Я молчала и не знала, что ответить. Мне было от всей души жаль Дмитрия Алексеевича. Жаль до боли, и я вспомнила предсмертные слова Долли.

– Если бы я могла быть ему лучшим другом, не женой… Ты знаешь, Левочка, – помолчав, начала я. – Если бы он сделал мне предложение года два тому назад, не имея жены, я сейчас пошла бы за него.

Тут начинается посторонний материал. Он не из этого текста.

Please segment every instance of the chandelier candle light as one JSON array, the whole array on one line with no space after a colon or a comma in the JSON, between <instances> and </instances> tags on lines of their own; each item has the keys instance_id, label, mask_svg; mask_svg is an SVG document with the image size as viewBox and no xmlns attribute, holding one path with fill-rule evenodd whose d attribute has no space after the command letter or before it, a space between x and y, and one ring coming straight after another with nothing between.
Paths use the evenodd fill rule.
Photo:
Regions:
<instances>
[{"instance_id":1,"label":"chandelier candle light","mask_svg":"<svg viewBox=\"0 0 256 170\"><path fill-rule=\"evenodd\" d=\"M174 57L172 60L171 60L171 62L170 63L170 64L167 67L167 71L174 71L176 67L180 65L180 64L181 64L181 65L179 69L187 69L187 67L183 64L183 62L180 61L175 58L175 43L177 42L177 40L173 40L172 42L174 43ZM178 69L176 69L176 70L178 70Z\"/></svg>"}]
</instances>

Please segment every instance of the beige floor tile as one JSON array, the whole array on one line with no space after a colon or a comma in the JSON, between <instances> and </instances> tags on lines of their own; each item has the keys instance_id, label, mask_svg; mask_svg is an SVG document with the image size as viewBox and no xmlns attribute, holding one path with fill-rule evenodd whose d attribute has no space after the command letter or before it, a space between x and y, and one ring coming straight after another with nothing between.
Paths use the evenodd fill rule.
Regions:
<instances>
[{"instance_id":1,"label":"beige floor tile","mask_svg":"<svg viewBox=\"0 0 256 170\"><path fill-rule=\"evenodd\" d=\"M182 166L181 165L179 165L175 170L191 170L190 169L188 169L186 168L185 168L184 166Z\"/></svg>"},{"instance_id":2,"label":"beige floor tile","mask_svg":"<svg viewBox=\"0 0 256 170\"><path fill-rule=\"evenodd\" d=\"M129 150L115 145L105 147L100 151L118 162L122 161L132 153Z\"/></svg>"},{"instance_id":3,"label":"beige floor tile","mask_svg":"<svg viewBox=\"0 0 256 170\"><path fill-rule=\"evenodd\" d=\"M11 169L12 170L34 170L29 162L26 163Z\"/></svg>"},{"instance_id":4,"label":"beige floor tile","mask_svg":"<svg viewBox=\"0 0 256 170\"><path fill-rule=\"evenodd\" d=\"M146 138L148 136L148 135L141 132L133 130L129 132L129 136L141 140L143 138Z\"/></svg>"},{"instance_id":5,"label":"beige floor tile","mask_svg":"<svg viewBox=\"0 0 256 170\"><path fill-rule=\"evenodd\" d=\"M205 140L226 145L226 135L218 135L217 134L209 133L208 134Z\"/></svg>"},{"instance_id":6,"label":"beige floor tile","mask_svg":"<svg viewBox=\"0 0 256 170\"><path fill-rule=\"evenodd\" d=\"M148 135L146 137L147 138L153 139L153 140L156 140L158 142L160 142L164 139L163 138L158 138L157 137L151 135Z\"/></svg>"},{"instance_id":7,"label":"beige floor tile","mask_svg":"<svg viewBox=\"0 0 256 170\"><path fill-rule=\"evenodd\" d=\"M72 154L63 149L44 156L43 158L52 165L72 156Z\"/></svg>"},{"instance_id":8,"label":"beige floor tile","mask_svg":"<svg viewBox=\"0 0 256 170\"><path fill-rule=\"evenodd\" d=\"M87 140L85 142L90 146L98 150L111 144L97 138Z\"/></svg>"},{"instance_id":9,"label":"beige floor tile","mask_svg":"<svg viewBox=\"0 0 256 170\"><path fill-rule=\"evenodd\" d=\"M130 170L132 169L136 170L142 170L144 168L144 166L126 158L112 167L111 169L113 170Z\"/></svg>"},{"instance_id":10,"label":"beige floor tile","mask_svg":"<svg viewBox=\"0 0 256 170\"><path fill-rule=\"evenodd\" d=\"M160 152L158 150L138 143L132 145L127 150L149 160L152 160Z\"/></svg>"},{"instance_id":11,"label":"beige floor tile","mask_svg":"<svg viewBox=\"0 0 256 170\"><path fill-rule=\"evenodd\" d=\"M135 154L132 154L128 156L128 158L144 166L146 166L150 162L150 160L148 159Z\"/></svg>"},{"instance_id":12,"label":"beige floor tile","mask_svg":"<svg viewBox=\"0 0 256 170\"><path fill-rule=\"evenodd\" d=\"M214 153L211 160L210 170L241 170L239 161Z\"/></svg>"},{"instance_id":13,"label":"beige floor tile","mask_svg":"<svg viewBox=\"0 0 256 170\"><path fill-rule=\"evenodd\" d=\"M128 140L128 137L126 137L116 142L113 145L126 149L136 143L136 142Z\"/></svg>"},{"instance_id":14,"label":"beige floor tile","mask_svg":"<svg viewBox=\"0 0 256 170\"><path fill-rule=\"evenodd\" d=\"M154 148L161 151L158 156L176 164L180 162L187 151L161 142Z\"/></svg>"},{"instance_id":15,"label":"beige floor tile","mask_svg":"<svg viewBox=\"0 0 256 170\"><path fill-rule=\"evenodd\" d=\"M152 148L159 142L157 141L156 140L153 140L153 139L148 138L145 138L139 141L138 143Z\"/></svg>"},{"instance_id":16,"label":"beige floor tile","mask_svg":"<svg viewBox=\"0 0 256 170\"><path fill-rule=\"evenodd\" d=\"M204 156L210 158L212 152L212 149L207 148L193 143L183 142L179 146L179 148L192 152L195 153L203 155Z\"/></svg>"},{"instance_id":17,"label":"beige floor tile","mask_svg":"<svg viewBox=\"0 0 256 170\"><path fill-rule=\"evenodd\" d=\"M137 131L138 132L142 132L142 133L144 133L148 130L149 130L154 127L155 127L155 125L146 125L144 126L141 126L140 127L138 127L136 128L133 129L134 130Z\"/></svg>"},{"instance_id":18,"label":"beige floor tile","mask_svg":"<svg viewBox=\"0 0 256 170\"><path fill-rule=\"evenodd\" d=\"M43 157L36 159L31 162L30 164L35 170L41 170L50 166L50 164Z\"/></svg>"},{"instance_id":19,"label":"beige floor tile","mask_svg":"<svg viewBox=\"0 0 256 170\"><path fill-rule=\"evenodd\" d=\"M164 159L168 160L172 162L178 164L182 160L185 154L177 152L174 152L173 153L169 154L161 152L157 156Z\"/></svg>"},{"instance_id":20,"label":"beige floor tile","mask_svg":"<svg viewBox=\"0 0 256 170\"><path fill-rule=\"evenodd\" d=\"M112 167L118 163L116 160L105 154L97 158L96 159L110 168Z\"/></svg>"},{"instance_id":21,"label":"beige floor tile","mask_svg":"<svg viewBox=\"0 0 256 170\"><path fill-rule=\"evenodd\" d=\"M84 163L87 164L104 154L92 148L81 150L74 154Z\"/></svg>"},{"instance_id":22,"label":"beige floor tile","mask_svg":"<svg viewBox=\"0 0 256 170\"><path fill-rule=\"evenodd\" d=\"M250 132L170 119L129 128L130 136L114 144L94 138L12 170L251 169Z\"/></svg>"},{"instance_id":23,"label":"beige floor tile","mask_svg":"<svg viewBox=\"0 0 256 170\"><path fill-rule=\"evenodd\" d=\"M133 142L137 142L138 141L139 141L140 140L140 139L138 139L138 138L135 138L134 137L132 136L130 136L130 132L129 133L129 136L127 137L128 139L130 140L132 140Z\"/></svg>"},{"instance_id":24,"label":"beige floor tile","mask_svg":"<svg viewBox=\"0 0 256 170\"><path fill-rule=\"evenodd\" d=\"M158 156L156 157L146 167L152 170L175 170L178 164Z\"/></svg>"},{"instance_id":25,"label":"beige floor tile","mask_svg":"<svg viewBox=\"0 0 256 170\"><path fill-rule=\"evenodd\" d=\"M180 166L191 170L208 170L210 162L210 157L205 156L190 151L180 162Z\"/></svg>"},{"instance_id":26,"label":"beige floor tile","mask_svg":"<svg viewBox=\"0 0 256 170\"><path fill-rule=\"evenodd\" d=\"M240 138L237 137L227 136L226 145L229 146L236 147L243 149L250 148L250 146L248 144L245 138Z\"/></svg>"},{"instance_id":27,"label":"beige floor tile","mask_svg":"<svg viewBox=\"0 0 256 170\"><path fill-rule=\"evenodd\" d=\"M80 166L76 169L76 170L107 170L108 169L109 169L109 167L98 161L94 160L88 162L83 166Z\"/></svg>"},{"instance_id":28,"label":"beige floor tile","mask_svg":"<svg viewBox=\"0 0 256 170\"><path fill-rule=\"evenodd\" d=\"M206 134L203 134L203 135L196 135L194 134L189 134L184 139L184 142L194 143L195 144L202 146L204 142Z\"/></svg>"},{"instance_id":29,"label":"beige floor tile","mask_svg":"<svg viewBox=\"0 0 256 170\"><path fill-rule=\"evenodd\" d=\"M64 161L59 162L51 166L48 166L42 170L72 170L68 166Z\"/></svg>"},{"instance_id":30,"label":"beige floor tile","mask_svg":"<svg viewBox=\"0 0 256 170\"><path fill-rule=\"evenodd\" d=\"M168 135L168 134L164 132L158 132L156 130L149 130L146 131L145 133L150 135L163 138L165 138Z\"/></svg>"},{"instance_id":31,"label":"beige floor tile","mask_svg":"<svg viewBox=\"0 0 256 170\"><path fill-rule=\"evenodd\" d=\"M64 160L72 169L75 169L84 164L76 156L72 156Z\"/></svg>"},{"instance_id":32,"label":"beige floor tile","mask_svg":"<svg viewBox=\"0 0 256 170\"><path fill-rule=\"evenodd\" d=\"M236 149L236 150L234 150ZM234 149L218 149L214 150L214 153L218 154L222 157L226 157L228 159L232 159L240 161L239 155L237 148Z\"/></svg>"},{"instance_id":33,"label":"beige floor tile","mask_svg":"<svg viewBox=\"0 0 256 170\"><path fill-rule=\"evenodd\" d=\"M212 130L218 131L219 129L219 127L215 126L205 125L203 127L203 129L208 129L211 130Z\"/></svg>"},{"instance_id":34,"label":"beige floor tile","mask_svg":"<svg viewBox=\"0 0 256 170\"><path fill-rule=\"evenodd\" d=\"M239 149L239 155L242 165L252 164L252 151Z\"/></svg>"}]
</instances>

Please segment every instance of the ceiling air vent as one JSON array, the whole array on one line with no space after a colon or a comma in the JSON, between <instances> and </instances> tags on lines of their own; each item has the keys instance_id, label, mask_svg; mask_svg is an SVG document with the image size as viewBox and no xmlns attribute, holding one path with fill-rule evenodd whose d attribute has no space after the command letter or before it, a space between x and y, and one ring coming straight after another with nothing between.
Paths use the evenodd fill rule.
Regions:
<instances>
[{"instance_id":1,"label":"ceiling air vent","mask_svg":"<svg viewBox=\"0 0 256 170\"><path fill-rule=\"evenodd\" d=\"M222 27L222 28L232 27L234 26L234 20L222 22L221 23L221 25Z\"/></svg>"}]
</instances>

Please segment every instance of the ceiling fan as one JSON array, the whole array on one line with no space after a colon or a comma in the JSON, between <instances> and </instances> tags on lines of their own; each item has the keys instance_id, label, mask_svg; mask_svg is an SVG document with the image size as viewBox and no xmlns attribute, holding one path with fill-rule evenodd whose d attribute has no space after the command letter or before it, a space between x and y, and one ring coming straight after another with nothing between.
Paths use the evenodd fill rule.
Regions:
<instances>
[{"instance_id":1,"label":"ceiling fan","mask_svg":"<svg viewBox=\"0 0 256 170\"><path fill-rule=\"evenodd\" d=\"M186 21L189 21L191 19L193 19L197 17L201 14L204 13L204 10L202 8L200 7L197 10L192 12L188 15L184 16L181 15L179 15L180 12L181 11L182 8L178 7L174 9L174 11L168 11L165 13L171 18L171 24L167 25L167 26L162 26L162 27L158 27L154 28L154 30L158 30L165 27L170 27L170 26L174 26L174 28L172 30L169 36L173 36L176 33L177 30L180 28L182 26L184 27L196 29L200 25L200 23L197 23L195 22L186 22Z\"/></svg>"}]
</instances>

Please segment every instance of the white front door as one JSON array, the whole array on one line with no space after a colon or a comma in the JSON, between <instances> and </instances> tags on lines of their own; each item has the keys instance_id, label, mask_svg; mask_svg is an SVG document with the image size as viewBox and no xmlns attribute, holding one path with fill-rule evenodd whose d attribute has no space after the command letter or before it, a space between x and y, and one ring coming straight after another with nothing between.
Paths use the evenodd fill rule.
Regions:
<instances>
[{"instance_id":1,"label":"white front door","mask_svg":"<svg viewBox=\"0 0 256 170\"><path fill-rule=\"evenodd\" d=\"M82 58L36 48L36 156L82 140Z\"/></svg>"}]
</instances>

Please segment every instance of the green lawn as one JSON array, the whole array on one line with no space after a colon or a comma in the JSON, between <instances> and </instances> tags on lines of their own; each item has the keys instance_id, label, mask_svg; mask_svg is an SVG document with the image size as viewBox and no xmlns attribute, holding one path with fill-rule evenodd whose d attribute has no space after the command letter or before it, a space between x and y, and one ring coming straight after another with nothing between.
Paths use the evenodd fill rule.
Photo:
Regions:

Он мне нравился и даже очень, так же как и его отношения ко мне.

– Я заметил это, когда бывал у вас, и боялся за вас обоих, но не говорил вам, – сказал Лев Николаевич.

– Неужели заметил? – спросила я. – Тогда он был со мной, как говорит французская поговорка, «в белых перчатках», а за границей он надел рукавицы. Нет, нет, не могу, – помолчав, сказала я.

Лев Николаевич улыбнулся этому сравнению.

– Я говорил ему, – перебил он меня, – что Таня жаловалась на твою строгость и резкость за границей. «Это от чувства самосохранения, она не понимала этого», – говорил мне Дмитрий.

– Да, я и не поняла его, но впечатление уже есть, и даже сильное.

Когда я рассказала наш разговор со Львом Николаевичем матери, она, вздохнув, сказала:

– Как папа будет огорчен твоим отказом.

Мать моя очень сожалела, что она не видит Марью Николаевну. Не помню хорошо, но мне кажется, что она с девочками жила в Покровском.

К нам приезжала сестра матери, Надежда Александровна Карнович, из своего имения Кошенское за 15 верст от Ясной. Мама была ей очень рада. Веселая, добрая, довольно полная, она была года на два старше матери. Ее муж – Владимир Ксенофонтович был предводитель в своем уезде. Она много рассказывала нам про уездные события и смешила Льва Николаевича и мама. Уезжая из Ясной, она взяла с меня слово, что я приеду к ее дочерям.

Через несколько дней после ее отъезда я и Кузминский поехали в Кршенское. Владимир Ксенофонгович был по делам в своем уезде. Лиза 20 лет и Катя 16 были наши подруги, с ними мы проводили время. Но не подруги мои интересовали меня, а Кузминский. Я спрашивала себя: «Серьезно ли это? или обман, обоюдный обман?» Ответа не находила. Любовь, пустившая когда-то корни, заглохшая и забытая, снова расцвела.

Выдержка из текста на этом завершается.